Scuba divers enjoy tropical conditions in a variety of underwater environments. Surfers find waves on both sides of the peninsula, depending on the season. Kayakers can paddle from island to island or beach to beach in the lower Sea of Cortez. Eco-minded travelers can participate in sea turtle conservation programs.
Outdoor recreation may be the primary draw, but Baja offers plenty of opportunities for cultural experiences as well. A distinctive bajacaliforniano cuisine is emerging in the larger towns. In addition, San José del Cabo and Todos Santos host vibrant contemporary art scenes, while La Paz offers opportunities to learn about Baja’s colonial history.
The Cape Region of Baja California Sur, resembles a diamond-and-emerald pendant floating on azure seas. It extends from Cabo San Lucas to La Paz, and from the Pacific Ocean to the Sea of Cortez, and it contains one of the most popular and fastest-growing destinations in all of Mexico, the Los Cabos Corridor. World-famous resorts, including Las Ventanas al Paraíso, Esperanza, and the One&Only Palmilla, have staked their claim to secluded beaches along this stretch of coastline, bringing with them international chefs, luxurious spas, and championship golf courses.
Beyond the five-star resorts, many out-of-the-way places in the interior and along the coast receive but a trickle of visitors. The historic mining and farming towns of San Pedro, El Triunfo, and San Bartolo take you back in time. A network of hiking trails traverses the Sierra de la Laguna, leading to a number of freshwater springs and waterfalls. And many miles of undeveloped beach lie along the West Cape, a short drive from Cabo San Lucas, and along the East Cape north of Punta Pescadero and south of Bahía Los Frailes.
Two protected marine parks help safeguard the abundance of marinelife.

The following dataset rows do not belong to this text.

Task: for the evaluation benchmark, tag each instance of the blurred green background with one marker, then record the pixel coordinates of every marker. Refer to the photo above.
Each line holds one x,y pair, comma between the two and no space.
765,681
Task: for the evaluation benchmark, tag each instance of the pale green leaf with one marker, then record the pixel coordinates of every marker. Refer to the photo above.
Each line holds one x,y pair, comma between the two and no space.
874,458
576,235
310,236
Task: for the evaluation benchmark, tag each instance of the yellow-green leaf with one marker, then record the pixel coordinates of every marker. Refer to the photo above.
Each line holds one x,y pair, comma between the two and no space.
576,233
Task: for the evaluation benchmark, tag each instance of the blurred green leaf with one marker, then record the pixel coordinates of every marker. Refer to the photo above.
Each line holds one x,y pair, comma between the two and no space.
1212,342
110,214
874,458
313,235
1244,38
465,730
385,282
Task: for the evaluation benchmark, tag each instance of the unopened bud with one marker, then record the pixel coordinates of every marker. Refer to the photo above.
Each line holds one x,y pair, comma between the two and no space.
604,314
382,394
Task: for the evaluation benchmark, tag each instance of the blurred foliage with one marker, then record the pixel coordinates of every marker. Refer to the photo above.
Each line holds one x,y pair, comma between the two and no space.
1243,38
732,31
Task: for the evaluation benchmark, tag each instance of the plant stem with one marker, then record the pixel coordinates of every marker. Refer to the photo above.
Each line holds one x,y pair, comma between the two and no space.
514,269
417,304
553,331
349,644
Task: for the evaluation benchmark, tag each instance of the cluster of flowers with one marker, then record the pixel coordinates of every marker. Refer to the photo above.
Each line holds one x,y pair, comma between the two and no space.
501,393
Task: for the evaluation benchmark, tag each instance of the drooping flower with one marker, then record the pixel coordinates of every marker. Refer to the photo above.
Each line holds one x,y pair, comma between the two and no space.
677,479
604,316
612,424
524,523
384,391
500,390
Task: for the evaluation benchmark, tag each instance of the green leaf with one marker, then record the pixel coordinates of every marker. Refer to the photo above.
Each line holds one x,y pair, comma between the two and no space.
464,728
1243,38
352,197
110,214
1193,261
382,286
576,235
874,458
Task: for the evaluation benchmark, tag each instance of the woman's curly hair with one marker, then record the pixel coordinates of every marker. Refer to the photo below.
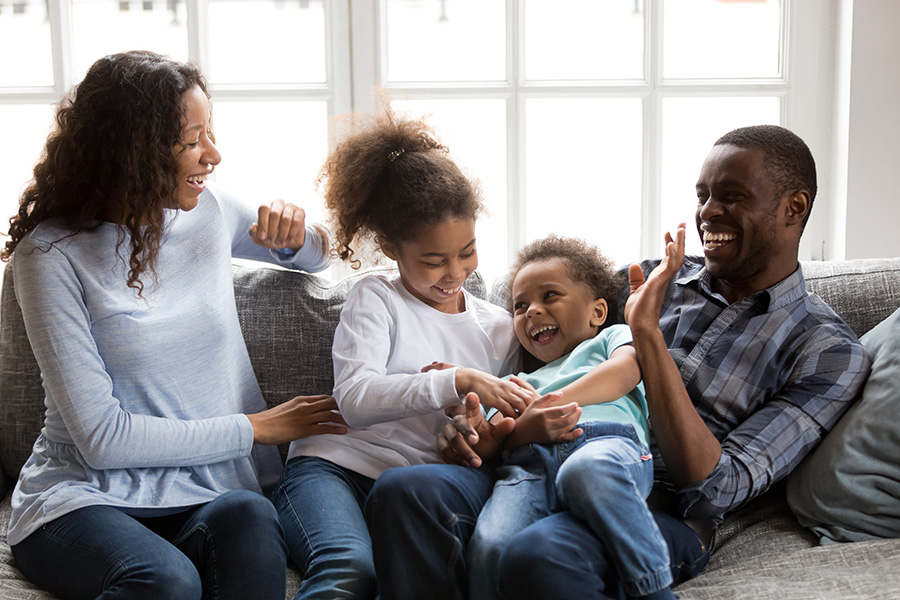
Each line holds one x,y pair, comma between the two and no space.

Just beyond the Cabo San Lucas harbor, Bahía San Lucas is easily accessible by kayak or water taxi. Farther afield, Bahía Pulmo supports a living coral reef that begins in waist-deep water just beyond the village center. You can be swimming among moray eels, puffer fish, guitarfish, and gentle nurse sharks within minutes of your arrival in Cabo Pulmo.
Long-time Baja travelers will tell you that the Cape Region has changed — that it’s not the offbeat destination it once was. In many ways, they are right. Costco and Home Depot have arrived. The coastal real estate market is in a frenzy. And there are more upscale options than ever before. But though they may pine for the days of deserted beaches and long gas lines, these seasoned travelers are still returning year after year. Whether you are planning your first trip or your 20th, you are sure to find your own tropical paradise.